Symbiont - Page 111/144

Nathan’s eyes widened slowly as he began to grasp my meaning. “Do you really think Tansy might still be functional?”

“I think Dr. Banks is smarter than your mother wants to give him credit for being. He wouldn’t throw anything useful away.” That included Tansy. She could only be useful to him if she was still herself. Once he took that away, all she could be used for was parts. “He kept me for years, even when he had learned everything he could without taking me apart, because there was still a chance I could be useful.”

The hot/cold mix in my belly finally solidified, becoming something that was greater and more dangerous than either could have been alone. I stood. Nathan mirrored the motion, frowning.

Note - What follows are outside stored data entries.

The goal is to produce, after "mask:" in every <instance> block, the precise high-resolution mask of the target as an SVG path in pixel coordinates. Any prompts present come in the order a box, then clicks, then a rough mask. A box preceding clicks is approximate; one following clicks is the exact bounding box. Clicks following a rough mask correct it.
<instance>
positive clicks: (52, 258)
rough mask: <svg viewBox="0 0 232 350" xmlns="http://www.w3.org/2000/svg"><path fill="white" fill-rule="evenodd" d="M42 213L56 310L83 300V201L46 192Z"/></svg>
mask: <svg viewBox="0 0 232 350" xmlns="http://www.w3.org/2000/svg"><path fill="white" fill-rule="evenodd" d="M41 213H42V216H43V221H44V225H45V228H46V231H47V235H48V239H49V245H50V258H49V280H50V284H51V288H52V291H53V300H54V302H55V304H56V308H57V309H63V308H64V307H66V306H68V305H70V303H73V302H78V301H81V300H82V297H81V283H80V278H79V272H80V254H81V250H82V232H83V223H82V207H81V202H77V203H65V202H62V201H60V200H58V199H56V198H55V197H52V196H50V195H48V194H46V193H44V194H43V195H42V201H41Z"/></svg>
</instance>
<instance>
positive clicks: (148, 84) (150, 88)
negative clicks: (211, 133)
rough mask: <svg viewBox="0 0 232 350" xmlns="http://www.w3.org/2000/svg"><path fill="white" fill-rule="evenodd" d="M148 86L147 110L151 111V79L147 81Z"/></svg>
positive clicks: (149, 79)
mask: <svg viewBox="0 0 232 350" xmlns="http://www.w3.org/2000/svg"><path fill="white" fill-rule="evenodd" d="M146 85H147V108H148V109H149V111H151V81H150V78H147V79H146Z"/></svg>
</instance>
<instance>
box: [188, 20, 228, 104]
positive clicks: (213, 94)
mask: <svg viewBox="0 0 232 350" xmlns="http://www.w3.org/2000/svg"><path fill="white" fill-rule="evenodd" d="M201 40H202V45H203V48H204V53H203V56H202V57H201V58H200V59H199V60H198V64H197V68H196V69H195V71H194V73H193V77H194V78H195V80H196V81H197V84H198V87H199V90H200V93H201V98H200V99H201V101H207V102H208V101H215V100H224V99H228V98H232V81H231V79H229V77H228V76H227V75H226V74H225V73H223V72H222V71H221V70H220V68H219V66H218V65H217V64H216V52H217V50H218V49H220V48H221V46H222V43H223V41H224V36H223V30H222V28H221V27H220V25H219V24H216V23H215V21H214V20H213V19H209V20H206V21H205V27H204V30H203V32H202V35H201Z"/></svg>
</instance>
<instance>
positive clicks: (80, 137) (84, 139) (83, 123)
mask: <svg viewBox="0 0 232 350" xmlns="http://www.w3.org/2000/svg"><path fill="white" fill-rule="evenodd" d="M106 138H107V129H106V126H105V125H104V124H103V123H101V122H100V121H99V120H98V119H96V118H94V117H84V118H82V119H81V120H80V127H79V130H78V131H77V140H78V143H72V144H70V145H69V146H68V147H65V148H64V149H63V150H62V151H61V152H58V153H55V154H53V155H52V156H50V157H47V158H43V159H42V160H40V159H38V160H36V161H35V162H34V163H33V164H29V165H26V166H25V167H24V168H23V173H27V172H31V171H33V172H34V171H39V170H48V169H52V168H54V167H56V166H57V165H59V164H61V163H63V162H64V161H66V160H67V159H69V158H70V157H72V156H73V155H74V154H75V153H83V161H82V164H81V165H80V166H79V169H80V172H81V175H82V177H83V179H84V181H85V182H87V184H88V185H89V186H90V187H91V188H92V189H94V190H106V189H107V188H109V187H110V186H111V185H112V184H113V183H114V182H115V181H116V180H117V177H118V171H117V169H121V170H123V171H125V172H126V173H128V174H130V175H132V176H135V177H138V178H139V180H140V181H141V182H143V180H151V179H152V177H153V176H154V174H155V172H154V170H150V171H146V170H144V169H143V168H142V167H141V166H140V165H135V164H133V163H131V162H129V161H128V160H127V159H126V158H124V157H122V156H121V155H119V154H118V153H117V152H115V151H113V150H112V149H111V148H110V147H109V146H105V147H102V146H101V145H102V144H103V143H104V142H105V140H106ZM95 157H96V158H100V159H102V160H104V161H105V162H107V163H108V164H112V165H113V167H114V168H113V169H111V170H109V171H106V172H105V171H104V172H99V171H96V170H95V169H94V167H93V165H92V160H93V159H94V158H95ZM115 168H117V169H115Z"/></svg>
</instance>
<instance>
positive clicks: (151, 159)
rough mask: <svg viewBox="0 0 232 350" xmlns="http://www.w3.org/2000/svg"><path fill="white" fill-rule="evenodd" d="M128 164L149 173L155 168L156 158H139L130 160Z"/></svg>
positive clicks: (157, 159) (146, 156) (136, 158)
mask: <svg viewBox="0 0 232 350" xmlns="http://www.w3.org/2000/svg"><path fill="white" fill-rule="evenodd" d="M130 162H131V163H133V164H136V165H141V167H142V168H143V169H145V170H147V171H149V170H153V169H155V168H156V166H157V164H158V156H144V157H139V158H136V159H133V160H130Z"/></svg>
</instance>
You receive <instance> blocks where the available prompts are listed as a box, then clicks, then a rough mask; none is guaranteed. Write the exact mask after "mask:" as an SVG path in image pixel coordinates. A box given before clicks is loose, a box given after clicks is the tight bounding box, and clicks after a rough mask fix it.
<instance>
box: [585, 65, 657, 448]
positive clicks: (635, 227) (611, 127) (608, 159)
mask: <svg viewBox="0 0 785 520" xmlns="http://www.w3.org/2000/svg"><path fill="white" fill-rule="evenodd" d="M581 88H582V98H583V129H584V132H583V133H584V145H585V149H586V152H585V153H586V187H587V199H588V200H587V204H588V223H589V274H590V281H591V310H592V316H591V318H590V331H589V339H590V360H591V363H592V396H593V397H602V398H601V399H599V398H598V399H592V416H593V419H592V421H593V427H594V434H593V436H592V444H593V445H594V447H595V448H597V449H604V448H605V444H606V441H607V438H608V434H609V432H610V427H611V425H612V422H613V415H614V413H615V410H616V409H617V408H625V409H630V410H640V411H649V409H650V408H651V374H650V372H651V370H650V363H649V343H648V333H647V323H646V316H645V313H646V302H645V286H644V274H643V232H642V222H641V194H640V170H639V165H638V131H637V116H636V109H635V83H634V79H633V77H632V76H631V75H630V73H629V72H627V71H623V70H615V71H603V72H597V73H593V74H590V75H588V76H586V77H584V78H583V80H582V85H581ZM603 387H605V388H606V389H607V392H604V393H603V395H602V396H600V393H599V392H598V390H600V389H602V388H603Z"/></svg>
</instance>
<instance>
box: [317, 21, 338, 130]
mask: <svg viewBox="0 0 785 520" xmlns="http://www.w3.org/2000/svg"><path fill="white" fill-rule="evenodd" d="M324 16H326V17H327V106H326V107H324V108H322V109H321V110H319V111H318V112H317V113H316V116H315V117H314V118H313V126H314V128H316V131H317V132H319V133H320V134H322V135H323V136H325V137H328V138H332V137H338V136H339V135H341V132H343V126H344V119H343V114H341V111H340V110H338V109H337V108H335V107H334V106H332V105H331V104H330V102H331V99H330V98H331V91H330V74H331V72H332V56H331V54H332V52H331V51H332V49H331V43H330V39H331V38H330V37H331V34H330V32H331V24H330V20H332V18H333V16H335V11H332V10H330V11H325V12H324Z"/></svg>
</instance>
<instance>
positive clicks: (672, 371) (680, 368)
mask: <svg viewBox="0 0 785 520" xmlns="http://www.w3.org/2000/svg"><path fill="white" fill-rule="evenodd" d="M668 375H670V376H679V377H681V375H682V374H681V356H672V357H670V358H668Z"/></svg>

“Where are you going?” he asked.

“I need to talk to Dr. Banks alone.” It was one of the most frightening statements I had ever made, but it came surprisingly easily, now that my mind was made up. This was a thing that only I could do. I owed it to Tansy to try. “I need to ask him where she is, and I think there’s a good chance that he’ll tell me.”

Nathan looked at me, regret and understanding etched in his face, and didn’t say a word. The only sound was a crow somewhere in the streets below us, cawing harsh dominion over the broken works of man.

The area outside the room where Dr. Banks was being kept in temporary isolation was abandoned when we arrived. Nathan started to reach for the door. I grabbed his wrist before he could touch the knob.

“I said I needed to talk to him alone,” I said. “I meant I needed to talk to him alone. That means you can’t come in either.”

Nathan turned to face me, eyes wide and terribly startled. “Excuse me?”

I swallowed a sigh. It wouldn’t have helped. “He thinks of me as something between a developmentally disabled child and a very clever lab experiment. No matter what I do, he never really takes me seriously or believes I’d be capable of choosing to betray him. I mean, he left me alone in his office after he was almost entirely sure I was working either with or for your mom. I don’t think Dr. Banks is capable of looking at a chimera and seeing a person. It just isn’t how his mind works.”

“But I’m a person,” said Nathan grimly.

“Yes,” I said. “If you come in with me, he’ll assume I’m just asking the questions you want me to ask, and that anything I say has an ulterior motive. Me alone, there are no ulterior motives. There’s just the little girl he already knows how to work around.”

“That’s what I’m afraid of.”

I smiled at that. I had to. “Dr. Banks has never been as good at controlling me as he wants to believe he is. Don’t worry about me.”

“Sal…”

“It’s not like I’m asking you to stand by while I walk into a room with my father.” Sally’s father, who I would always think of as “mine” on some terrible, immutable level, no matter how many times I tried to tell myself that he didn’t deserve that power over me or that place in my heart.

Nathan looked at me for a long moment before he stepped in, leaned down, and kissed me long and slow, his lips crushed against mine, until the drums began beating in my ears and the skin on the back of my neck seemed like it was too tight, vellum stretched over hard bone and not skin at all. When he pulled back all I could do was blink at him dazedly, too lost in the memory of his kiss to speak.

“If you need anything at all, I will be right here,” he said. “Do you understand me? Right here.”

“Okay,” I murmured, and turned, and opened the door, and stepped into the chamber with my personal demon.

Dr. Banks had retaken his seat since I’d seen him last. His elbows were resting on his knees and his forehead was in his hands, making him look much smaller and less intimidating than he normally did. I eased the door shut behind me, trying to minimize the sound that it made when it closed. I wanted a moment to look at him without him realizing that he wasn’t alone.

So this was my enemy. One of many, really—Sherman, all of USAMRIID, my own confused, sleepwalking cousins—but he had been the first, and he was still the one who loomed largest in my mind. He was the one who had held my life in his hands and decided not to tell me what I was. How could I help but hate him? And at the same time, he was the man who had provided my medical care and taught me how to walk, talk, and think—even if he’d done it for his own reasons and to serve his own twisted ends, he’d done it, and that left me with a debt to him that I could never entirely repay. I wondered if humans felt this conflicted over their parents and teachers. I hoped not. It would be terrible to have an entire species with bellies full of mingled love and hate, anger and fear, walking around and thinking that they controlled the world.

That faint shabbiness that I had noticed when he first entered the factory was only highlighted by his helpless posture and utter lack of affectation. He didn’t know he was being watched, and so he didn’t bother putting on a show. That, more than anything, told me how dire his situation really was. I’d known that he had to be desperate to come to Dr. Cale, but I hadn’t known how desperate. Bit by bit, I was coming to understand.

Bare feet silent on the tiled floor, I walked across the room and stopped a foot or so away from the plastic barrier that kept him contained. It had been intended as a quarantine zone, keeping the staff from catching anything nasty that we brought in from the outside. It was serving its intended purpose very well.